Ogah Pasok ke PLN, Pemerintah Diminta Cabut Izin Pengusaha Batu Bara Nakal

Pemerintah diminta beri sanksi tegas bagi pengusaha yang tidak memenuhi ketentuan kewajiban pasok dalam negeri ( Domestic Market Obligation/DMO) batu bara sebesar 25 persen.

oleh Tira Santia diperbarui 02 Jan 2022, 15:00 WIB
Aktivitas pekerja menggunakan alat berat saat menurunkan muatan batu bara di Pelabuhan KCN Marunda, Jakarta, Minggu (27/10/2019). Berdasarkan data ICE Newcastle, ekspor batu bara Indonesia menurun drastis mencapai 5,33 juta ton dibandingkan pekan sebelumnya 7,989 ton. (merdeka.com/Iqbal S Nugroho)

Liputan6.com, Jakarta - Pemerintah diminta beri sanksi tegas bagi pengusaha yang tidak memenuhi ketentuan kewajiban pasok dalam negeri ( Domestic Market Obligation /DMO) sebesar 25 persen. Hal ini menyusul adanya kebijakan penghentian ekspor batu bara dalam waktu sebulan sejak 1 Januari 2022 hingga 31 Januari 2022.

Pengamat Kebijakan Publik Agus Pambagyo mengatakan, sektor kelistrikan mengalami penurunan pasokan batu bara, sehingga di bawah ketentuan DMO 25 persen.

Sehingga jika kondisi ini tidak ditangani pemerintah maka akan terjadi permasalah serius yaitu pemadaman listrik karena pembangkit listrik kekurangan energi primernya.

"Jadi pengusaha wajib menyetor 25 persen produksi batu bara ke dalam negeri, rupayanya karena pengawasan sulit batu bara diekspor semua lewat pelabuhan-pelabuhan," kata Agus, Minggu (2/1/2022).

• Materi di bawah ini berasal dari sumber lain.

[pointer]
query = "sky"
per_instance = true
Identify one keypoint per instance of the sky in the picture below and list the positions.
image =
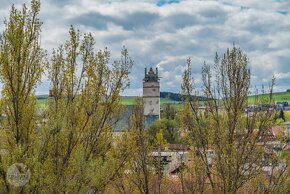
(164, 33)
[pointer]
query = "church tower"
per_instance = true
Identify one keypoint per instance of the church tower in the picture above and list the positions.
(151, 96)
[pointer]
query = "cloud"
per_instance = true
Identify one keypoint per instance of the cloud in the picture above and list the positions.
(165, 33)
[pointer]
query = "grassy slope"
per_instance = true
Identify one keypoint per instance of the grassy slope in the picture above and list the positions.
(126, 100)
(129, 100)
(277, 97)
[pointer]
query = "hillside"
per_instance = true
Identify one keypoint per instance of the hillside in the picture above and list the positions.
(175, 98)
(126, 100)
(277, 97)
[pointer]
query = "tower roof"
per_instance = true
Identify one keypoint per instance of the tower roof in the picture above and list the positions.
(151, 75)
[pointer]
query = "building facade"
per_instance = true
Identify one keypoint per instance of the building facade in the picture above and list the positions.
(151, 96)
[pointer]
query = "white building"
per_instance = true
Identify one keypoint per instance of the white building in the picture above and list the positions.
(151, 96)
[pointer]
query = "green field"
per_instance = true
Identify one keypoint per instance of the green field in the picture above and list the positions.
(129, 100)
(277, 97)
(126, 100)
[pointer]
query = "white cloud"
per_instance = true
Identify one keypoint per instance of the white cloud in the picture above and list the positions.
(166, 36)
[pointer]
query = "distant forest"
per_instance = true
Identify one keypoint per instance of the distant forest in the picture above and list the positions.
(178, 97)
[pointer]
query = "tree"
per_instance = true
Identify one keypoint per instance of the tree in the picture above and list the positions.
(78, 138)
(22, 62)
(223, 136)
(68, 147)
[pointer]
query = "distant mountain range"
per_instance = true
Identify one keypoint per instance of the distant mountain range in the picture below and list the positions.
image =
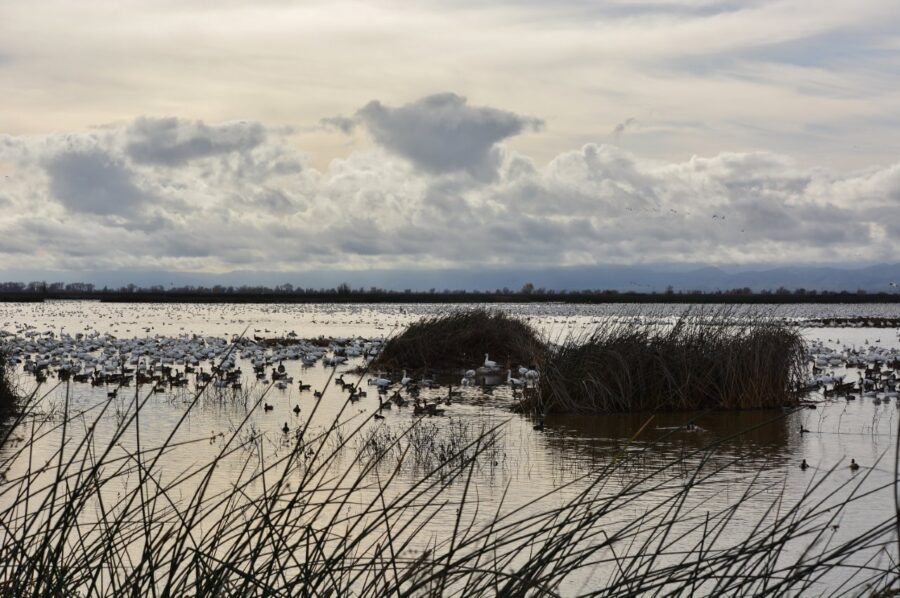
(622, 278)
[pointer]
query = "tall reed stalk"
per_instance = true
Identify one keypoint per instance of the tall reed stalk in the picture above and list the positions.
(92, 517)
(699, 361)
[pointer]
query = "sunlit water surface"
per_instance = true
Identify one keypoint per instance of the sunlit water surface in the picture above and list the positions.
(526, 463)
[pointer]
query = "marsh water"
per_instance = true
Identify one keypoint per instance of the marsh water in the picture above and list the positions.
(758, 449)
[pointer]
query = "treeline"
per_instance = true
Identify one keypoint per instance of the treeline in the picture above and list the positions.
(344, 293)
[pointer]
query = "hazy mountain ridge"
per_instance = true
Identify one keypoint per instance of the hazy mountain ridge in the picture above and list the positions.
(623, 278)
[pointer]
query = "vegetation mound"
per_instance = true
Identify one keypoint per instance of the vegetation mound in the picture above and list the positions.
(460, 339)
(698, 363)
(7, 396)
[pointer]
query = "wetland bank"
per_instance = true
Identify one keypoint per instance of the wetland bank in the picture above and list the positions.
(195, 487)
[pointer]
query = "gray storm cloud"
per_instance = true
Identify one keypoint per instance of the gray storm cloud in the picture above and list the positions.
(94, 201)
(442, 133)
(173, 142)
(91, 181)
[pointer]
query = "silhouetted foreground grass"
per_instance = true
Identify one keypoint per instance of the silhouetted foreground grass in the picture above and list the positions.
(92, 517)
(701, 361)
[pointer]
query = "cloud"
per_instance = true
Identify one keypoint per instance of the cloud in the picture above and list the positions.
(442, 133)
(174, 142)
(80, 200)
(341, 123)
(624, 126)
(93, 182)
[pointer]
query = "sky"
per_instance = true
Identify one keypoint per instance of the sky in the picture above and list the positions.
(213, 136)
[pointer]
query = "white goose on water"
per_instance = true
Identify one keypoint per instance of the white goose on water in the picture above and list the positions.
(514, 381)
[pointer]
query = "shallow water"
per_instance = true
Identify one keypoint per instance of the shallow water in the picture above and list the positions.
(762, 448)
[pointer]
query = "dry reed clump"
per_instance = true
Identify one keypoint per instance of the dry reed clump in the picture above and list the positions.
(700, 362)
(7, 395)
(460, 339)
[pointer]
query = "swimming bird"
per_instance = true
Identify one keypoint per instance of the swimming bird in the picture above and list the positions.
(514, 381)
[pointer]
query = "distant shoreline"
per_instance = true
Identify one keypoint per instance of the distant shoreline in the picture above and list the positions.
(358, 297)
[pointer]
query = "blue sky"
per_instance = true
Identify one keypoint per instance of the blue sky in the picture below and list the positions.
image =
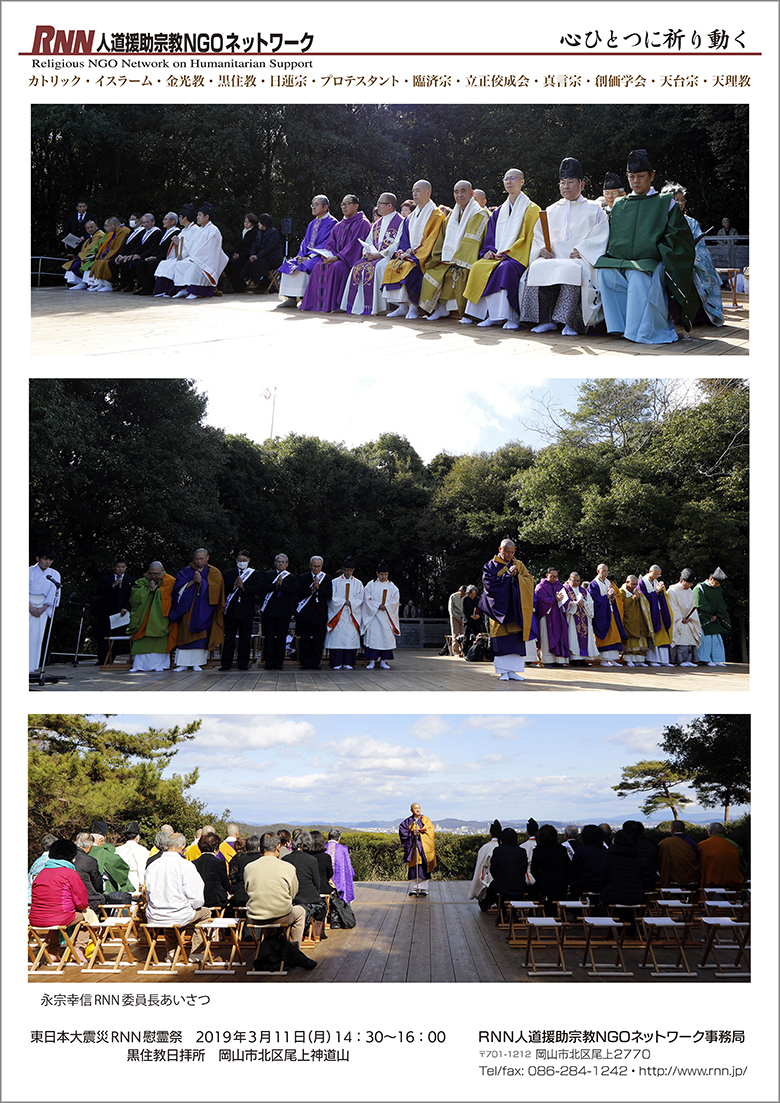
(340, 768)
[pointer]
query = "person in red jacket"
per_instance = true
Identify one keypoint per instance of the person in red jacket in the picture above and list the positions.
(60, 897)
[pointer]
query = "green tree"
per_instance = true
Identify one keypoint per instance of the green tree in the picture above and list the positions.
(656, 779)
(714, 751)
(82, 769)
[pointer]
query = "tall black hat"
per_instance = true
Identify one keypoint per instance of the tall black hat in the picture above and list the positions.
(570, 169)
(638, 161)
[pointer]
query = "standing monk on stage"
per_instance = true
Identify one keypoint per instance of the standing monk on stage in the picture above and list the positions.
(416, 834)
(199, 600)
(508, 599)
(152, 634)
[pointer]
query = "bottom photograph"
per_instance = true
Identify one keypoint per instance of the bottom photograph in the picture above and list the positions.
(392, 848)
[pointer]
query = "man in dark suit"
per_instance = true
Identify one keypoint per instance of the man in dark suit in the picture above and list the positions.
(146, 267)
(314, 591)
(134, 256)
(113, 593)
(280, 595)
(243, 585)
(76, 222)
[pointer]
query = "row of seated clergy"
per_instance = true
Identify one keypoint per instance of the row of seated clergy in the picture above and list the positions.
(509, 268)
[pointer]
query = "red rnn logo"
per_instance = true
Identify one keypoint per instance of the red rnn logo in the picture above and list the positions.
(50, 41)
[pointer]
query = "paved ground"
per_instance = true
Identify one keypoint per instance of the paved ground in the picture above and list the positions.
(413, 671)
(118, 325)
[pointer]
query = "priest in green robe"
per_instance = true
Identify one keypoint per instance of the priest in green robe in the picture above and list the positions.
(456, 249)
(714, 619)
(650, 255)
(153, 636)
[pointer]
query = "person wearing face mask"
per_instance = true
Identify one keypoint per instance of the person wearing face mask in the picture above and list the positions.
(559, 285)
(242, 587)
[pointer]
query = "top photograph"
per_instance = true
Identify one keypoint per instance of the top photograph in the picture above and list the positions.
(451, 229)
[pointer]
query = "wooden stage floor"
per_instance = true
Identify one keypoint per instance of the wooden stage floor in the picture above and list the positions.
(119, 327)
(442, 939)
(413, 671)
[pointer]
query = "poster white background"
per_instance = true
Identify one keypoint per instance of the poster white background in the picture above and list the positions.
(458, 33)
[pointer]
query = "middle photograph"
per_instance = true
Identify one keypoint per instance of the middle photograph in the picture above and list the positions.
(228, 535)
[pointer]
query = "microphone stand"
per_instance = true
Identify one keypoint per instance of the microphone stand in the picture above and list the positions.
(42, 678)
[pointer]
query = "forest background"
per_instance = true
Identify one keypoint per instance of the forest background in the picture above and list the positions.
(274, 158)
(640, 472)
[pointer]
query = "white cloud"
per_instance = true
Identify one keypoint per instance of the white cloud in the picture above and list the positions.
(499, 727)
(428, 727)
(639, 740)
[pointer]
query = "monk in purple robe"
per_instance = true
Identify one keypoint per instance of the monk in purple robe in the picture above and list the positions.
(551, 601)
(328, 280)
(295, 271)
(508, 599)
(343, 874)
(199, 599)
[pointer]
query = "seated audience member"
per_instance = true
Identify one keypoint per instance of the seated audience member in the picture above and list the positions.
(324, 863)
(296, 270)
(118, 261)
(146, 267)
(343, 874)
(403, 277)
(494, 279)
(81, 264)
(99, 276)
(241, 253)
(308, 871)
(40, 861)
(265, 257)
(60, 898)
(457, 248)
(483, 876)
(271, 886)
(341, 250)
(649, 256)
(589, 863)
(235, 874)
(648, 854)
(509, 865)
(198, 274)
(132, 271)
(622, 878)
(213, 870)
(551, 867)
(174, 896)
(114, 868)
(559, 286)
(77, 222)
(134, 854)
(723, 865)
(89, 871)
(677, 857)
(179, 249)
(363, 290)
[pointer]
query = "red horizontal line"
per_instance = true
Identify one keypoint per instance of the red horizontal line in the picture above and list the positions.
(608, 53)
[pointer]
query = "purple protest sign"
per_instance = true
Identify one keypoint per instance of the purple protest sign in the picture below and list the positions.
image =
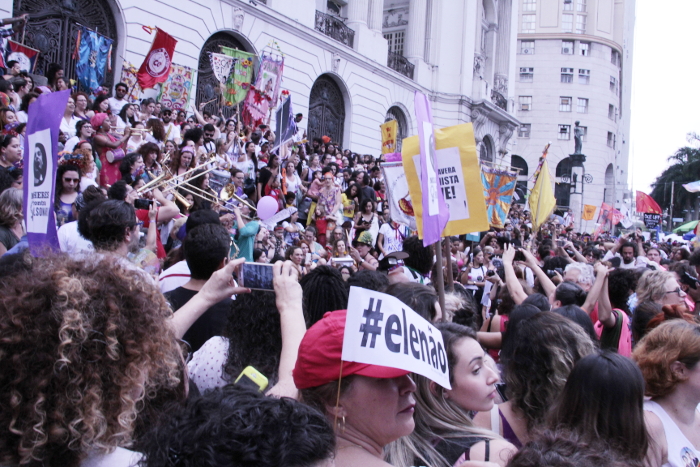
(435, 213)
(40, 161)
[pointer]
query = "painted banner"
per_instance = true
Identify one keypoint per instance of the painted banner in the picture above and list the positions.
(40, 160)
(265, 92)
(397, 195)
(128, 77)
(541, 200)
(459, 178)
(499, 186)
(389, 134)
(175, 91)
(156, 65)
(26, 56)
(646, 203)
(651, 220)
(588, 212)
(382, 330)
(239, 81)
(93, 57)
(221, 65)
(434, 213)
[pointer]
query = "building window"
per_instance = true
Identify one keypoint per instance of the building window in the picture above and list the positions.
(564, 132)
(582, 105)
(564, 104)
(567, 47)
(524, 130)
(584, 76)
(567, 75)
(615, 57)
(529, 5)
(526, 74)
(395, 41)
(567, 23)
(611, 140)
(527, 47)
(584, 48)
(525, 103)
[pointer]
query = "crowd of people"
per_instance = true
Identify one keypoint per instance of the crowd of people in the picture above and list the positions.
(137, 343)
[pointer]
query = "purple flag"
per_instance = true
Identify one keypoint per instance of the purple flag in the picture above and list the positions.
(40, 161)
(435, 213)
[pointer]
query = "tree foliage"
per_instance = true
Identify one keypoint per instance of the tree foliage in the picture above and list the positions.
(685, 169)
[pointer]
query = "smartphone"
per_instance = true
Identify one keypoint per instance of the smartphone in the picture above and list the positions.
(256, 276)
(252, 378)
(143, 204)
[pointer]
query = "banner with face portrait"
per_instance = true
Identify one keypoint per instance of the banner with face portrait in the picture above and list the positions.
(40, 161)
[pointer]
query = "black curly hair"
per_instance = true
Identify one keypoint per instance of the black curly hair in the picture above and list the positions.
(236, 427)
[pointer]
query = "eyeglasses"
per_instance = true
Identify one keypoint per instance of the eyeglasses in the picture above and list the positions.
(677, 290)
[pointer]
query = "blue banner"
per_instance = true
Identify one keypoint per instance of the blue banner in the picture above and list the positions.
(93, 53)
(40, 161)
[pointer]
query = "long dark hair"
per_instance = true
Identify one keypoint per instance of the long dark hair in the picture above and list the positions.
(603, 399)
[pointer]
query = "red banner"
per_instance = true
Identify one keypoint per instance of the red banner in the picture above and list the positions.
(646, 203)
(156, 66)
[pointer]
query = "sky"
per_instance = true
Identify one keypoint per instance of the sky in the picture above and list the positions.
(665, 85)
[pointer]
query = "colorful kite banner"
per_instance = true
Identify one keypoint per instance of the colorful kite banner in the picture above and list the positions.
(175, 92)
(94, 55)
(238, 82)
(499, 186)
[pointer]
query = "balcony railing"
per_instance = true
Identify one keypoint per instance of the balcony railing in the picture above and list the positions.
(334, 28)
(401, 64)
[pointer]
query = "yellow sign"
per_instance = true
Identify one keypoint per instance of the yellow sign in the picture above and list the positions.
(588, 212)
(389, 132)
(459, 174)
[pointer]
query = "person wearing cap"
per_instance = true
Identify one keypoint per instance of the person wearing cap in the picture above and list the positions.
(104, 143)
(361, 252)
(369, 405)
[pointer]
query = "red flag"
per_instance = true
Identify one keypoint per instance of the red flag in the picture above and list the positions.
(156, 66)
(646, 203)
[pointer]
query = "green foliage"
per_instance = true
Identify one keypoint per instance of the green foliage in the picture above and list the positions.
(686, 169)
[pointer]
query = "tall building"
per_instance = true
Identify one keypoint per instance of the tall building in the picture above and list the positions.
(574, 60)
(350, 65)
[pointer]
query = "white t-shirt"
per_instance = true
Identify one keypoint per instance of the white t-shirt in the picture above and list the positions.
(116, 105)
(70, 240)
(175, 276)
(206, 369)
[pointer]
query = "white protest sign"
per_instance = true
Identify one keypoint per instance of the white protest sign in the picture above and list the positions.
(382, 330)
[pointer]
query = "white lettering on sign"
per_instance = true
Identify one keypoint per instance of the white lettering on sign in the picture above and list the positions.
(382, 330)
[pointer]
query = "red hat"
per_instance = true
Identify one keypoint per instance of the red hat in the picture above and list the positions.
(320, 354)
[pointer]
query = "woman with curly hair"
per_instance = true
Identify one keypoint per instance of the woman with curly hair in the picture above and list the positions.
(668, 357)
(11, 229)
(545, 349)
(81, 360)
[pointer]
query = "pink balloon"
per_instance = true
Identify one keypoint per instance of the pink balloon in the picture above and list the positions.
(267, 207)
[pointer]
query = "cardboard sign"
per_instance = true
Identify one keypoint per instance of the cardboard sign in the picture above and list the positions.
(382, 330)
(459, 176)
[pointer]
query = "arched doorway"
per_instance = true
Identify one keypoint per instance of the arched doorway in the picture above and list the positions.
(518, 162)
(396, 113)
(609, 181)
(53, 30)
(207, 84)
(562, 188)
(326, 110)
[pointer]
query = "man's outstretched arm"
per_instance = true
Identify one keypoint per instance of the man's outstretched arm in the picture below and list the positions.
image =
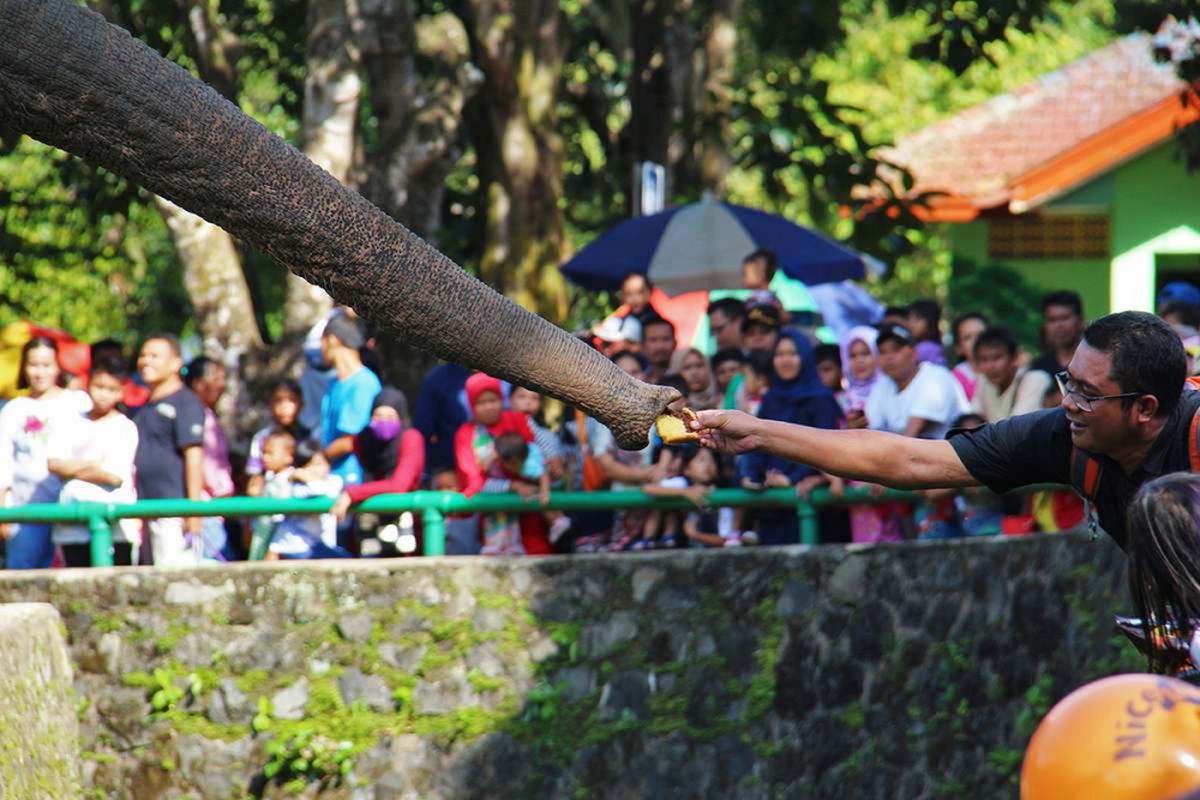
(870, 456)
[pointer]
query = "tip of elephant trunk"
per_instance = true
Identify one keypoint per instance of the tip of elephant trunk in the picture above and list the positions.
(631, 425)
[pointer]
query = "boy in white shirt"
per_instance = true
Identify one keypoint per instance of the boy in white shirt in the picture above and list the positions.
(94, 457)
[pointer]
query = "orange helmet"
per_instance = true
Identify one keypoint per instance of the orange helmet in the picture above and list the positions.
(1128, 737)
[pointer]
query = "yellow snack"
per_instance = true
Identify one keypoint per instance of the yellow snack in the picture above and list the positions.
(673, 431)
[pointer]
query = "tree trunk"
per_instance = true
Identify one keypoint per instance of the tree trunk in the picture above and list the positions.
(215, 283)
(419, 112)
(331, 95)
(520, 46)
(720, 54)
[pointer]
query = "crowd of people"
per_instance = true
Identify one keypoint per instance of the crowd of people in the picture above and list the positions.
(341, 433)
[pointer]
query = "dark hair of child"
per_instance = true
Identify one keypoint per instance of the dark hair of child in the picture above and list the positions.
(306, 450)
(108, 366)
(511, 446)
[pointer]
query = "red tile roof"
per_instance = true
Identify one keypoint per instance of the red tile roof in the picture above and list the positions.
(979, 155)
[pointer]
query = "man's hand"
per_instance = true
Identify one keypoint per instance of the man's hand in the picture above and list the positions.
(777, 480)
(732, 432)
(805, 486)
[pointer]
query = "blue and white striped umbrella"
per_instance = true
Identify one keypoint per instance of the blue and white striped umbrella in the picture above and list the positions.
(701, 246)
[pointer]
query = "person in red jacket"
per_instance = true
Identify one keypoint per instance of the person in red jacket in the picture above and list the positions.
(393, 456)
(480, 470)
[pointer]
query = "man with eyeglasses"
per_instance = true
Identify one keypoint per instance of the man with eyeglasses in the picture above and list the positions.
(1123, 420)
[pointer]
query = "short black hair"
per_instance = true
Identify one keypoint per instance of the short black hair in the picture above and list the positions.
(657, 320)
(511, 446)
(1147, 355)
(287, 384)
(823, 353)
(964, 317)
(731, 307)
(1063, 298)
(197, 368)
(636, 275)
(996, 336)
(727, 354)
(1187, 313)
(306, 450)
(768, 258)
(346, 330)
(169, 338)
(107, 365)
(760, 362)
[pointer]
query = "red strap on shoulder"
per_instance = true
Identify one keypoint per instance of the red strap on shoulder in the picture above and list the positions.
(1193, 445)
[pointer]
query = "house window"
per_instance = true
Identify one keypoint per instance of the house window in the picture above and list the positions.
(1057, 235)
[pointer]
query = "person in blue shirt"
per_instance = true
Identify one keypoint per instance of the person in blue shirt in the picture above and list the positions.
(441, 410)
(346, 407)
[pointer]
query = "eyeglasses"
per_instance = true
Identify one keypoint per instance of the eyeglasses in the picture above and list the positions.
(1068, 389)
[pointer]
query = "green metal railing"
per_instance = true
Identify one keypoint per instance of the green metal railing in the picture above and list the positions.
(433, 507)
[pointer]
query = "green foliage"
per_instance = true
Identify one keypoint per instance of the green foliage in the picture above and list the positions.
(1038, 698)
(1002, 294)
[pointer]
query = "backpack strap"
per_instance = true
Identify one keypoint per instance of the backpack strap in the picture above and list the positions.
(1085, 477)
(1086, 470)
(1194, 443)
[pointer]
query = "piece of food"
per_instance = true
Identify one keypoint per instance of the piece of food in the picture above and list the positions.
(673, 429)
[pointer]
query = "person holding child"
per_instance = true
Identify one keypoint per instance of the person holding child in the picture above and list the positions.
(796, 396)
(393, 455)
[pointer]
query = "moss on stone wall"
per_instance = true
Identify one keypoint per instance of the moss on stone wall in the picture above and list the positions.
(825, 673)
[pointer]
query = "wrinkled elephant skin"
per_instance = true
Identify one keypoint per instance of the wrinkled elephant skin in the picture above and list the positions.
(72, 80)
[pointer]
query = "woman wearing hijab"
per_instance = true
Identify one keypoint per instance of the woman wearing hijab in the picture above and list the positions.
(796, 396)
(393, 456)
(481, 469)
(702, 391)
(859, 359)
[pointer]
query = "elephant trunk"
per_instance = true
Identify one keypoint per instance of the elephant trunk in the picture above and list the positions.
(72, 80)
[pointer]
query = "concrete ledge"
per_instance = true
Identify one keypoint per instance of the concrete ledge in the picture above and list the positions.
(39, 733)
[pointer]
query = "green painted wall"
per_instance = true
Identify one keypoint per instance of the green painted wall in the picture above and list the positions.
(1089, 277)
(1155, 209)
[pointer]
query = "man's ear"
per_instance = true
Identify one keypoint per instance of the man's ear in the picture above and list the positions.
(1146, 407)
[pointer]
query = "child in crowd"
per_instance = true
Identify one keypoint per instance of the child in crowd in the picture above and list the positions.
(285, 402)
(480, 469)
(757, 271)
(513, 462)
(981, 512)
(757, 380)
(726, 365)
(924, 320)
(276, 457)
(95, 459)
(462, 530)
(828, 358)
(306, 536)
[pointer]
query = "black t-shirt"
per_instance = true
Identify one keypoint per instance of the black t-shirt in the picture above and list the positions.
(1036, 449)
(165, 428)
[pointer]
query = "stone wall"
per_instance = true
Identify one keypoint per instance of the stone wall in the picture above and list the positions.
(39, 733)
(904, 671)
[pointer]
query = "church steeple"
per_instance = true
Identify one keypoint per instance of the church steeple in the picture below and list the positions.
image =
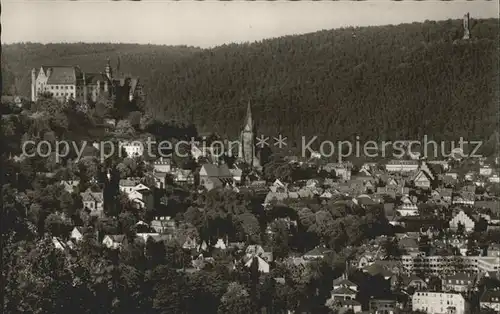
(466, 26)
(108, 70)
(248, 120)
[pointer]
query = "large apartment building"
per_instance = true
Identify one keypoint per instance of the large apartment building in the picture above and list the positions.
(439, 265)
(70, 82)
(440, 303)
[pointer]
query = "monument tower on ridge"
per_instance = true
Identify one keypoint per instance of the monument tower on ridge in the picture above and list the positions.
(247, 145)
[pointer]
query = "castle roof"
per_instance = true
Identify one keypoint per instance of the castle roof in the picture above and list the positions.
(92, 78)
(62, 74)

Menurut Agus, untuk memberi efek jera bagi pengusaha batu bara yang tidak mau melaksanakan kebijakan DMO 25 persen tidak cukup hanya penghentian ekspor dalam sebulan, perlu diterapkan sanksi yang lebih berat yaitu dengan mencabut Izin Usaha Pertambangan (IUP).

"Kementerian ESDM harus lebih tegas pengawasannya, aturan dibuat untuk dilaksanakan kalau tidak diberi sanksinya," tegas Agus.

Agus mengungkapkan, jika tidak ada sanksi yang tegas maka pemenuhan DMO 25 bisa tidak ditaati lagi, ini akan merugikan masyarakat jika terjadi pemadaman listrik sebab saat ini 60 persen pasokan listrik Indonesia berasal dari PLTU yang menggunakan batu bara sebagai energi primernya.

"Menurut saya ESDM (Pemerintah) harus tegas kalau nggak tegas yang rugi masyarakat," tutupnya.

 

 

* Untuk mengetahui kebenaran informasi yang beredar, silakan WhatsApp ke nomor 0811 9787 670 hanya dengan ketik kata kunci yang diinginkan.

2 dari 2 halaman

Larangan Ekspor Batu Bara

Kapal tongkang pengangkut batu bara lepas jangkar di Perairan Bojonegara, Serang, Banten, Kamis (21/10/2021). Ekspor batu bara menjadi penyumbang terbesar dengan kontribusi mencapai 70,33 persen dan kenaikan hingga 168,89 persen. (Liputan6.com/Angga Yuniar)

Sementara itu, terkait dengan larangan ekspor batu bara selama 1 bulan ke depan, Agus menilai langkah yang diambil pemerintah sudah tepat. Menurut dia, larangan ekspor sementara tersebut akan membuat stok batu bara dalam negeri kembali normal.

"Sebulan penghentian ekspor itu untuk melihat tren apakah kebijakan pemerintah diikuti pengusaha atau tidak," tutur Agus.

Sebagai informasi, tertuang dalam Surat dari Direktorat Jenderal Mineral dan Batubara Kementerian ESDM atas nama Menteri Energi dan Sumber Daya Mineral nomor B1605/MB.05/DJB.B/2021 tertanggal 31 Desember 2021 perihal Pemenuhan Kebutuhan Batubara untuk Kelistrikan Umum.

Larangan ini muncul sebagai tindak lanjut dari laporan dari PLN perihal kondisi persediaan batubara di PLTU grup PLN yang sangat rendah berdasarkan surat dari PLN tertanggal 31 Desember 2021.